O primeiro encontro...

 

 

Anabela e Duarte  nunca se tinham visto. Falavam-se kase todos os dias pela internet, mas nem a voz um do outro conheciam. Duarte já tinha visto fotos dela, k ela tinha tirado propositadamente para ele, em poses sensuais. Mas ela, continuava a sonhar com o dia em k o iria ver, fosse por foto ou pessoalmente, pela primeira vez.

                Kantas vezes fizeram planos para esse dia. Kantos vezes descreveram um ao outro como seria essa momento especial. Uma praia deserta de areia branca e aguas transparentes, uma pousada num castelo à beira mar, um cruzeiro em mar alto…

                Tantas foram as vezes k ela sonhou com esse momento.

                Um dia de Inverno, sem k nada o fizesse prever o telemovel da Anabela toca. Era um numero desconhecido. Ela atende…

                - Estou sim?! Kem fala?

                - Anabela?

                - Sim.

                - É o Duarte.

                - Duarte?

                - Sim, o Duarte da net, tu sabes...

                Fez-se um silencio profundo. Anabela não keria acreditar. Seria possivel?

                - Duarte? És mesmo tu?

                - Sim linda.

                Anabela estava estupefacta. O coração batia a mil à hora, as mãos tremiam-lhe. Toda ela tremia de emoção. Estava a ouvir akela voz pela primeira vez. A voz k antes dakele momento, ela tanta vez imaginara. Era uma voz doce, meiga, uma voz k transmitia segurança.

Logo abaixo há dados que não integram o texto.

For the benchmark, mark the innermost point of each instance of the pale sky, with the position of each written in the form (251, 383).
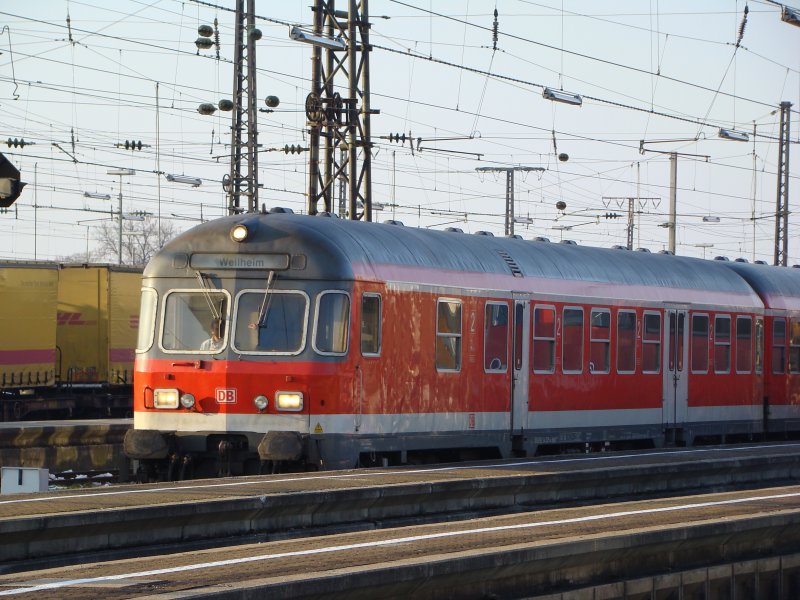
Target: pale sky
(647, 70)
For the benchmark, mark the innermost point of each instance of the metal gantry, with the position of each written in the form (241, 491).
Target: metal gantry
(243, 177)
(339, 126)
(509, 171)
(782, 202)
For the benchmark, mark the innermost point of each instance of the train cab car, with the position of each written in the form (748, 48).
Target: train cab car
(310, 342)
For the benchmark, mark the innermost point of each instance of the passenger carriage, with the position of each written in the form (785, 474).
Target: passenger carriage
(349, 343)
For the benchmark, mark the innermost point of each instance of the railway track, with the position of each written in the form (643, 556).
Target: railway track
(743, 542)
(76, 526)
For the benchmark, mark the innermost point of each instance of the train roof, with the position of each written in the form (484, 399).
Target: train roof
(778, 287)
(343, 249)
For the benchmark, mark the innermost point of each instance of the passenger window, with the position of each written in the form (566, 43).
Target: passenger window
(495, 337)
(699, 343)
(544, 340)
(744, 344)
(779, 346)
(626, 341)
(651, 343)
(448, 335)
(572, 341)
(794, 346)
(332, 324)
(759, 345)
(722, 344)
(370, 325)
(600, 344)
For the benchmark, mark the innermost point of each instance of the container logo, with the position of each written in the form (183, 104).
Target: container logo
(70, 318)
(226, 395)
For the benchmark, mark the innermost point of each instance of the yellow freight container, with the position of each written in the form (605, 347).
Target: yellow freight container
(98, 319)
(27, 317)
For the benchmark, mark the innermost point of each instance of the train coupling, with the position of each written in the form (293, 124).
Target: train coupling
(281, 445)
(142, 444)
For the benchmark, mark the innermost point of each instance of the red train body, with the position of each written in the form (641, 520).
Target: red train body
(345, 343)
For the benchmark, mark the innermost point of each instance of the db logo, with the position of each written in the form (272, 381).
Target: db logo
(226, 396)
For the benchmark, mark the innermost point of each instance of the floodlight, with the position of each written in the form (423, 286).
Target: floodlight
(790, 15)
(562, 96)
(193, 181)
(732, 134)
(299, 35)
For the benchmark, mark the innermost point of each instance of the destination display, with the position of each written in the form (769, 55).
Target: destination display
(270, 262)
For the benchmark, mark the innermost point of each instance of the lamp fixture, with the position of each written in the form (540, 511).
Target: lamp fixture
(790, 15)
(298, 35)
(193, 181)
(732, 134)
(97, 195)
(562, 96)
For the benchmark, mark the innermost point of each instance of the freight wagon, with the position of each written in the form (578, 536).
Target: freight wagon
(68, 341)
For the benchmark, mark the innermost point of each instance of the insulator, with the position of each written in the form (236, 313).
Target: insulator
(494, 30)
(206, 108)
(742, 25)
(204, 43)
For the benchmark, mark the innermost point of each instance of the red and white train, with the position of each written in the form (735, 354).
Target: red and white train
(346, 343)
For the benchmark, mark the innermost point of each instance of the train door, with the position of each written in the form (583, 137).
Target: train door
(520, 364)
(676, 370)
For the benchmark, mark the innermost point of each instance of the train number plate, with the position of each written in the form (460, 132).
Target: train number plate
(226, 395)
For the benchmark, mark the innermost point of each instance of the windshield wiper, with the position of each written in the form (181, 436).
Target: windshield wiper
(262, 312)
(215, 312)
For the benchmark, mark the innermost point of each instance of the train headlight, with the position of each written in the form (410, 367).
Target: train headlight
(291, 401)
(165, 398)
(239, 232)
(187, 401)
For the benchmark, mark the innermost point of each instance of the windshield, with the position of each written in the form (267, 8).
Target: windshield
(194, 321)
(282, 329)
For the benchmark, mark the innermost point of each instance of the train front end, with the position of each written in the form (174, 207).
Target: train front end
(226, 367)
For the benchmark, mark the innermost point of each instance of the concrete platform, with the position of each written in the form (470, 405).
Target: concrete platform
(54, 526)
(637, 550)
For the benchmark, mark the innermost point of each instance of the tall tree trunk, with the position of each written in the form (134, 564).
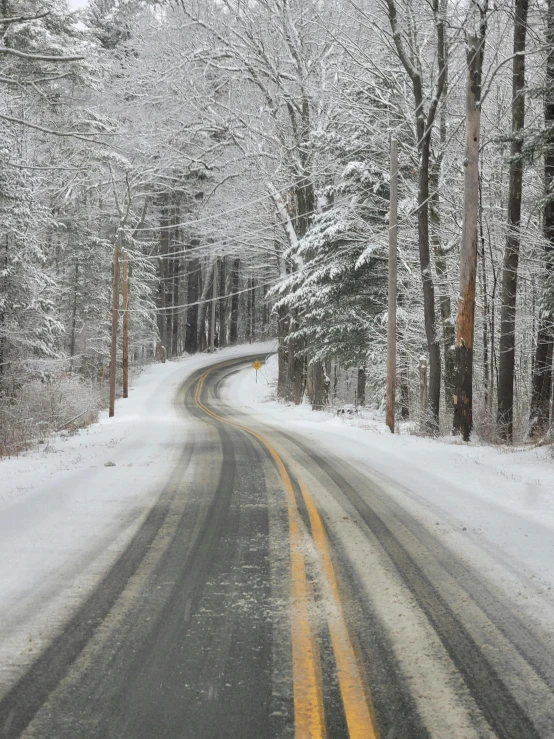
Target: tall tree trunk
(541, 389)
(361, 386)
(447, 320)
(505, 412)
(319, 397)
(194, 287)
(235, 282)
(282, 352)
(424, 124)
(203, 308)
(222, 335)
(74, 312)
(463, 397)
(253, 309)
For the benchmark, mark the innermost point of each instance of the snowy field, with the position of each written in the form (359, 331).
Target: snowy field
(493, 505)
(69, 508)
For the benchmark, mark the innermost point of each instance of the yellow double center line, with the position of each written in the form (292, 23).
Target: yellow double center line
(309, 719)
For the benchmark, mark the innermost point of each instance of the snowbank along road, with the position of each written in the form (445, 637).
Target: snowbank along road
(276, 590)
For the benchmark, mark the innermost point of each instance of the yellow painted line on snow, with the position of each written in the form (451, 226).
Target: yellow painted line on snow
(356, 709)
(309, 722)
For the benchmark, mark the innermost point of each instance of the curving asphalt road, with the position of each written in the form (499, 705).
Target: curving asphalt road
(273, 591)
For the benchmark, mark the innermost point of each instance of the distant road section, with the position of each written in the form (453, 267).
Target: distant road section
(274, 590)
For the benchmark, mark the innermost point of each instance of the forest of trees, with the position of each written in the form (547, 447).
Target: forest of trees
(248, 143)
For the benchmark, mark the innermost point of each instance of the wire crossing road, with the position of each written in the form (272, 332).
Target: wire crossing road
(276, 591)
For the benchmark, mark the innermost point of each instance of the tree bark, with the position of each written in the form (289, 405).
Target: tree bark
(424, 124)
(282, 352)
(541, 388)
(222, 334)
(463, 396)
(235, 282)
(392, 288)
(361, 386)
(194, 287)
(505, 390)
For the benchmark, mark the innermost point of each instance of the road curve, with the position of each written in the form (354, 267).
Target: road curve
(275, 590)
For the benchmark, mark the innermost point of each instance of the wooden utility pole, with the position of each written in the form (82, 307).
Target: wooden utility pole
(115, 310)
(214, 301)
(463, 389)
(507, 342)
(391, 324)
(125, 362)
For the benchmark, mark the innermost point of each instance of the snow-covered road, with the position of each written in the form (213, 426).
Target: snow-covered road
(66, 512)
(172, 567)
(494, 506)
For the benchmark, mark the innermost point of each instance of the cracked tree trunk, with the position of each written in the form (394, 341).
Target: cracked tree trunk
(463, 396)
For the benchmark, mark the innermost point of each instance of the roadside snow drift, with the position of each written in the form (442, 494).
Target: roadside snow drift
(69, 508)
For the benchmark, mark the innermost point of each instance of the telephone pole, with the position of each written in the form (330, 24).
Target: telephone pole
(214, 300)
(463, 393)
(125, 362)
(391, 323)
(115, 309)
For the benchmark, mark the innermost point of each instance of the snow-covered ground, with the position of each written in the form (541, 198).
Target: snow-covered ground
(65, 515)
(493, 505)
(68, 508)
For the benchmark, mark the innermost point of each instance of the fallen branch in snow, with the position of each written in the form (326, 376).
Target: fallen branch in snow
(71, 421)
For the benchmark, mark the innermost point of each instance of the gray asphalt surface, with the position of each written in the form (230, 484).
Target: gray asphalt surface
(189, 634)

                - Onde estás Duarte? A k devo este telefonema inesperado? Está tudo bem contigo?

                - Estou nos Açores, mais própriamente em Angra. Vim-te buscar para ires passar uma semana de ferias comigo.

                Anabela estava em xoke. Seria possivel? Estaria a sonhar?

                - Estas a brincar comigo? Isso não se faz!

                - Não linda. Não estou a brincar contigo. Prepara uma mala com algumas roupas e vem para Angra.

                - Mas… assim… derrepente…?

                - Keres ou não?

                - Kero. Mas vamos pra onde?

                - Não te preocupes. Disso trato eu.

                Anabela corre escadas acima em direcçao ao karto, abre o armario… e fica sem saber k roupa levar.

                - Não sei para onde vou, o k devo vestir…

                Decide então levar os jeans preferidos, um camiseiro branco, duas camisolas e um vestido de alças k nunca tinha usado. Alguma langerie, produtos de higiene pessoal, o carregador do telemovel… Atira tudo pra dentro da mala e corre esbaforida pelas escadas abaixo.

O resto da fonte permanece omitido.